Verona, Teatro Filarmonico: An awe-inspiring Sergej Krilov

Verona. Teatro Filarmonico. Fondazione Aena di Verona. Symphonic Season. 2013-14.
Arena di Verona Orchestra
Conductor Roman Brogli-Sacher
Violinist  Sergej Krylov
Soprano  Lisa Houben
Piotr Ilich Tchaikovsky : Violin Concerto in D major, Op. 35
Gustav Mahler : Symphony N°4 in G major
Verona 7th March. 2014.       
It was an unusual sight to see an excited crowd milling around outside the Teatro Filarmonica in Verona, queuing for tickets for a concert in the symphonic season of the Fondazione Arena. The object of such rare enthusiasm in Verona was for a performance of the Tchaikovsky violin concerto by Sergei Krylov.  And he did not betray their expectations.  Krylov gave a performance charged with intensity, passion and brilliance. He played as if possessed. Technically electrifying, every note was, simultaneously, perfectly calculated and thrillingly death defying. The performance was dramatically gripping with passages of poignantly sweet tenderness: moving and mesmerizing. His vigour, control, and vibrancy never wavered.  Every point of bow contact, and even the most fleeting of  notes was perfectly placed for maximum technical and musical yield.  Never  mere effect, his virtuoso was never an end to itself, but at the service of a deeply meditated interpretation. At the end, the enraptured audience exploded into a thunderous, cheering applause.  If it were possible to raise the audience’s threshold of pleasure, he managed it with the encores.  First, the violin transcription by Bruce Fox-Lefriche of  Bach’s massive Toccata and Fugue in D minor for organ, executed with undiminished power and zeal.  The intricate complexities of the counterpoint were rendered with clarity and incisiveness, the musical and harmonic arch with  depth and resonance.  A truly virtuoso feat which held both orchestra and audience in rapture. In what seemed a dizzying display of one-upmanship he rewarded a euphoric audience with the emblematically virtuoso caprice n° 24 by Pagannini, before leading the concert master off stage to signify the end of a triumphant performance.

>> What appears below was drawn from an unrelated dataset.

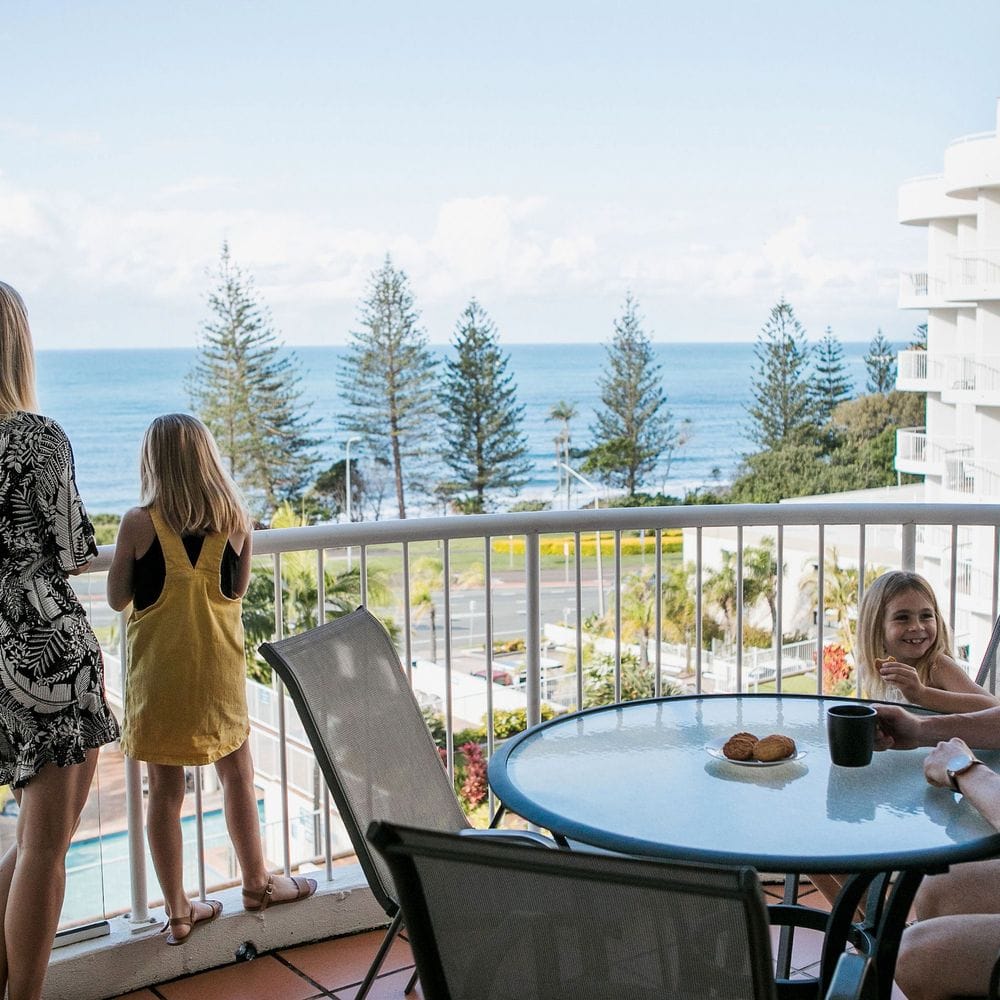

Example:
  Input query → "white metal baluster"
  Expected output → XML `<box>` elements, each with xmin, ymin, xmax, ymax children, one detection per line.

The confidence and ease of the soloist was not matched by the orchestra during the concerto. They played on the defensive, and often had to be dragged along by the soloist; once in a very theatrical manner. The overall balance was uneven and often unsympathetic to the solo violin, especially from the winds and horns. All this, despite the prompt and clear directions of the conductor, Brogli-Sacher.  The second half of the evening was devoted to Mahler’s 4th Symphony, which, with its classical poise and unusually restrained opening,  provided a complete contrast to the passionate and intense first half of the programme.  Often considered Mahler’s most accessible symphony, it is the most lightly scored and  has no heavy brass. It is ostensibly simple and has a light and serene character with even some playful moments. The guileless nature of the opening sleigh bells, and  the voice in the child’s vision of heaven in the final  Das himmlische leben, give it an ethereal air, while the opening of the last movement reflects bucolic peace and tranquillity.   In the second movement, the depiction of Freund Hein, a medieval personification of death by a  solo violin tuned up a tone, and often accompanied only by a string quintet, gives a grotesque and  popular feel.  The symphony is however also endowed with rich counterpoint in the first movement and extensive variations and refined melodic beauty in the third. The orchestra, under the accurate and  expressive direction of Brogli-Sacher gave a faithful delineation of the alternating character of the symphony without adding anything in terms of  charm or finesse. The soprano Lisa Houben, gifted with a strong, vibrant voice, overcharged the final lied with emotion.  The pure, even line of a sustained breath control was missing,  rendering more carnal than celestial the embodiment of candid, child-like wonder.